Krotulski Alex J, Papsun Donna M, De Martinis Bruno S, Mohr Amanda L A, Logan Barry K
Center for Forensic Science Research and Education, Fredric Rieders Family Foundation, 2300 Stratford Ave, Willow Grove, PA, USA.
NMS Labs, 3701 Welsh Rd, Willow Grove, PA, USA.
J Anal Toxicol. 2018 Sep 1;42(7):467-475. doi: 10.1093/jat/bky025.
N-ethyl pentylone (ephylone) has been identified as the most recent novel stimulant to emerge into the arena of evolving novel psychoactive substances (NPS). Due to its novelty, information regarding case reports with associated quantitative confirmations, biotransformation pathways, and identified unique metabolites will assist the scientific community in understanding the implications of the emergence and risks associated with N-ethyl pentylone use. Authentic blood specimens (n = 26) submitted as part of toxicological death investigations or drugged driving casework tested positive for N-ethyl pentylone, and were quantitatively analyzed by liquid chromatography tandem mass spectrometry (LC-MS-MS). N-ethyl pentylone concentrations ranged from 12 to 1,200 ng/mL, with mean (±standard deviation) and median concentrations of 313 (±366) and 125 ng/mL, respectively, excluding one case measured at 50,000 ng/mL. N-ethyl pentylone was often found in combination with other drugs of abuse and NPS, include a variety of novel opioids including fentanyl analogs. Oral fluid specimens (n = 5), collected from recreational drug users at a dance music festival, were quantitatively analyzed using LC-MS-MS. Concentrations ranged from 12.6 to 1,377 ng/mL. Additional analysis was performed to characterize the metabolic profile of N-ethyl pentylone using human liver microsomes (HLM), followed by confirmation of the presence of the proposed metabolites in a subset of the blood specimens and oral fluid specimens. Metabolomic analysis was performed using a liquid chromatograph quadrupole time-of-flight mass spectrometer (LC-QTOF), followed by data processing using MetabolitePilot™ software. In vivo verification of in vitro HLM-generated metabolites resulted in the confirmation of four metabolites. Reduction of the beta-ketone to an alcohol resulted in the most prominent metabolite found in the authentic specimens, and its uniqueness to N-ethyl pentylone leads to this metabolite being an appropriate biomarker to determine N-ethyl pentylone ingestion. This is the first study to report N-ethyl pentylone concentrations and to characterize the metabolic profile of N-ethyl pentylone.

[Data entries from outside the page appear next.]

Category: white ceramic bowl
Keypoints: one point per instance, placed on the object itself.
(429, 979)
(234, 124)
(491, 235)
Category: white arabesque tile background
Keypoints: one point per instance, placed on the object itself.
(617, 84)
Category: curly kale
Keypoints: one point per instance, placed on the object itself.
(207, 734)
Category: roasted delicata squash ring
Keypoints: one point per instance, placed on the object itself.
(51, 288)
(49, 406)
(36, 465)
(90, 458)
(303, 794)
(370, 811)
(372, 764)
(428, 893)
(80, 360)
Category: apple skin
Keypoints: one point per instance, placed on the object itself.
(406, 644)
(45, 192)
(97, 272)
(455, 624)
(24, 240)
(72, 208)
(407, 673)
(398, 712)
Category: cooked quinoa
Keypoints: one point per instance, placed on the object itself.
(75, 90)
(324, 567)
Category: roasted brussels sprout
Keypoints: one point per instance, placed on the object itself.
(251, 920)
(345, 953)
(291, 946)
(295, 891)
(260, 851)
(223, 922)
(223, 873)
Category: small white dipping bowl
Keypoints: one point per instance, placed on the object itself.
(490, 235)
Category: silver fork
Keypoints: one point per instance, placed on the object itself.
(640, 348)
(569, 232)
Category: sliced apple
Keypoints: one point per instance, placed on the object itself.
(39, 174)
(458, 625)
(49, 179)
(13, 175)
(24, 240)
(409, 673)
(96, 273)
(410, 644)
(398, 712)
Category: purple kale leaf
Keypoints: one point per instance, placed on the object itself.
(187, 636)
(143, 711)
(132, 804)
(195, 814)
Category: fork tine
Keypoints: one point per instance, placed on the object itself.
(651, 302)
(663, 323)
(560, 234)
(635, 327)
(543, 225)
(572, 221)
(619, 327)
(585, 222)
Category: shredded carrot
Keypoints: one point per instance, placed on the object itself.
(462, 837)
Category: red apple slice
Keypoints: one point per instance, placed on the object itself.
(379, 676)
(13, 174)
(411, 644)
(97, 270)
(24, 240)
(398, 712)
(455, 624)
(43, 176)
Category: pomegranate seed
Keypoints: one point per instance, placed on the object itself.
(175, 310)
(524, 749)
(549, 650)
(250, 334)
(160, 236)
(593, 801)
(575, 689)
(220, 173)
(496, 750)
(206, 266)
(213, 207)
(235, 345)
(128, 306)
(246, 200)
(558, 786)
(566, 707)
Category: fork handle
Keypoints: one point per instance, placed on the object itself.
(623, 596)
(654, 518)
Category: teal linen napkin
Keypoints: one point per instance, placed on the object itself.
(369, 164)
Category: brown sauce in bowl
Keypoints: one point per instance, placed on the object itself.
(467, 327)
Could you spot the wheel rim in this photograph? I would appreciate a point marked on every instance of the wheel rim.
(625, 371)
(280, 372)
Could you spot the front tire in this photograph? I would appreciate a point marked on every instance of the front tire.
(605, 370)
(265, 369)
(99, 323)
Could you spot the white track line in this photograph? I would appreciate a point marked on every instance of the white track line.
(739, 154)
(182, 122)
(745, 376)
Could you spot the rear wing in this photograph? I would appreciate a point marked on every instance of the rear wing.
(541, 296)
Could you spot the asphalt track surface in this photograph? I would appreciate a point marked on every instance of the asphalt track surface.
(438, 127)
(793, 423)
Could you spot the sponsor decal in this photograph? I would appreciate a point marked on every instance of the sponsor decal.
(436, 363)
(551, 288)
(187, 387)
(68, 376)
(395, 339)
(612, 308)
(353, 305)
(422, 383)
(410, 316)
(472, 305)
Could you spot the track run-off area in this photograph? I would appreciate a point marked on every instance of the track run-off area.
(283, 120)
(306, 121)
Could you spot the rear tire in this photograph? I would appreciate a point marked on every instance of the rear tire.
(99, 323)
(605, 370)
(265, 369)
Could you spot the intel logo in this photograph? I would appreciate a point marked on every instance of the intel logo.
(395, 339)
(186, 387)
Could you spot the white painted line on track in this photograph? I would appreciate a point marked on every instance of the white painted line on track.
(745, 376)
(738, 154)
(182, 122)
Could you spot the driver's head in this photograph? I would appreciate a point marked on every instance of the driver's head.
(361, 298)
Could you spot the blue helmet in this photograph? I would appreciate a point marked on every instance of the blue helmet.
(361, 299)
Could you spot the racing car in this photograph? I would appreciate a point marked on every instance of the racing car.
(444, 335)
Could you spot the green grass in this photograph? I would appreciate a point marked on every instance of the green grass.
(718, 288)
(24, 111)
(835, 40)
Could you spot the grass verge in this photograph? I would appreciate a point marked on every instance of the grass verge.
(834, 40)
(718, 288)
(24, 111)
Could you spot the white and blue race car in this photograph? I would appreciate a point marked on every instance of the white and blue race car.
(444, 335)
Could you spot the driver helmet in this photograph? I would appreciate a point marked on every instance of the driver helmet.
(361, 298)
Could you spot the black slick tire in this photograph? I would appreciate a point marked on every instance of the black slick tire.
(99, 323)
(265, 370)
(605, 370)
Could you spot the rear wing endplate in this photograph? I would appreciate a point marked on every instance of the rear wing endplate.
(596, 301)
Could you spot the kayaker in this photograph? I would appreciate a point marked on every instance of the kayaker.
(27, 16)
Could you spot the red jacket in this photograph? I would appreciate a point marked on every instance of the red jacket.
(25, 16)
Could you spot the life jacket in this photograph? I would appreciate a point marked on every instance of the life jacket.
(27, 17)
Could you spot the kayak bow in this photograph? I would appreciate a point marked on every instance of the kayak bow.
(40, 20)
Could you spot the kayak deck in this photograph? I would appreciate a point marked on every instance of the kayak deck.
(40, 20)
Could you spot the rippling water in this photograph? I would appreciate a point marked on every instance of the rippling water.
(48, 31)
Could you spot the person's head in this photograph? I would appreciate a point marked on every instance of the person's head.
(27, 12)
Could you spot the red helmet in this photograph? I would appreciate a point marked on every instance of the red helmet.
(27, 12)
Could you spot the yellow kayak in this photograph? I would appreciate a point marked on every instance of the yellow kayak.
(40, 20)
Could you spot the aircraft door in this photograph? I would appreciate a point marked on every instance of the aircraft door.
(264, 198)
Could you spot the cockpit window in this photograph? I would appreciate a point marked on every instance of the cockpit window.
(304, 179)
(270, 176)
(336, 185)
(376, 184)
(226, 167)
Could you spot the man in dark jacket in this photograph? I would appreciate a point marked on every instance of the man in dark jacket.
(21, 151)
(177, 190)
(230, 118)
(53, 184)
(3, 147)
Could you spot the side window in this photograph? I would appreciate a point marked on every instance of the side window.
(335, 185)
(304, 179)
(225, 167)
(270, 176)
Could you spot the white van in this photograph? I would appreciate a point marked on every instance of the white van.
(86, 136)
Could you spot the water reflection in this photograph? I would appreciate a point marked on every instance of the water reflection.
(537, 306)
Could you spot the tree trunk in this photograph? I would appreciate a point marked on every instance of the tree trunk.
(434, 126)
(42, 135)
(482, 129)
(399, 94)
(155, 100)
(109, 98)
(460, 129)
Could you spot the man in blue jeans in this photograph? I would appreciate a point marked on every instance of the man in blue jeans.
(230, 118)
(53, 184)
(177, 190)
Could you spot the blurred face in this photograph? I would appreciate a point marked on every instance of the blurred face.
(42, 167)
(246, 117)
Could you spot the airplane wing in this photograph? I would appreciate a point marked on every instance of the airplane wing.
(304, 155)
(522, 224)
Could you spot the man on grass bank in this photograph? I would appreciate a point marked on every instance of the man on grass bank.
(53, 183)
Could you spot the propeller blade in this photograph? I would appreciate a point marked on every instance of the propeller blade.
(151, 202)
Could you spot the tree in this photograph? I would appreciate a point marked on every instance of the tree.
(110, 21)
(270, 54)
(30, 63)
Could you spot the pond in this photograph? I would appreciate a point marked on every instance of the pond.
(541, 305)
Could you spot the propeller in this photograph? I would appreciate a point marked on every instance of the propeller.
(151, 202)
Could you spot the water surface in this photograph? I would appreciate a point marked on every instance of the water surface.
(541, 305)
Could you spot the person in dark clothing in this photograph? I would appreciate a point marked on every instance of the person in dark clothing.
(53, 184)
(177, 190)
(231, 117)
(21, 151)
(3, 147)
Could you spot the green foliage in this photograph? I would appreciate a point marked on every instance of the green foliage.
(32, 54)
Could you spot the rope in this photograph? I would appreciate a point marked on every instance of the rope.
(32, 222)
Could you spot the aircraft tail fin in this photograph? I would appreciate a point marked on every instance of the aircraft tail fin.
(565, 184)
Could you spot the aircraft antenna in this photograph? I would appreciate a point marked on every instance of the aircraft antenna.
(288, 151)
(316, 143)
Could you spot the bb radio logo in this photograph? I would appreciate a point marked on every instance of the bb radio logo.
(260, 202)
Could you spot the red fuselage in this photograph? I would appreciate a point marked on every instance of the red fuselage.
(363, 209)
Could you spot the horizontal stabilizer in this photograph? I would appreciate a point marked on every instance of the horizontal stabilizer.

N-乙基戊酮(戊酮)已被确认为最新出现的新型兴奋剂,进入了不断演变的新型精神活性物质(NPS)领域。由于其新颖性,有关伴有定量确认的病例报告、生物转化途径以及已鉴定出的独特代谢物的信息,将有助于科学界了解N-乙基戊酮出现的影响以及与使用该物质相关的风险。作为毒理学死亡调查或酒驾案件工作的一部分提交的真实血液样本(n = 26),经检测N-乙基戊酮呈阳性,并通过液相色谱串联质谱法(LC-MS-MS)进行了定量分析。N-乙基戊酮浓度范围为12至1200 ng/mL,平均(±标准差)浓度和中位数浓度分别为313(±366)和125 ng/mL,不包括一个测得浓度为50000 ng/mL的样本。N-乙基戊酮经常与其他滥用药物和新型精神活性物质一起被发现,包括各种新型阿片类药物,如芬太尼类似物。从一场电子音乐节上的娱乐性吸毒者那里收集的口腔液样本(n = 5),使用LC-MS-MS进行了定量分析。浓度范围为12.6至1377 ng/mL。利用人肝微粒体(HLM)对N-乙基戊酮的代谢谱进行了进一步分析,随后在一部分血液样本和口腔液样本中确认了所提出的代谢物的存在。使用液相色谱四极杆飞行时间质谱仪(LC-QTOF)进行代谢组学分析,随后使用MetabolitePilot™软件进行数据处理。对体外HLM产生的代谢物进行体内验证,结果确认了四种代谢物。β-酮还原为醇产生了真实样本中发现的最主要代谢物,并且其对N-乙基戊酮的独特性使得该代谢物成为确定N-乙基戊酮摄入情况的合适生物标志物。这是第一项报告N-乙基戊酮浓度并描述其代谢谱的研究。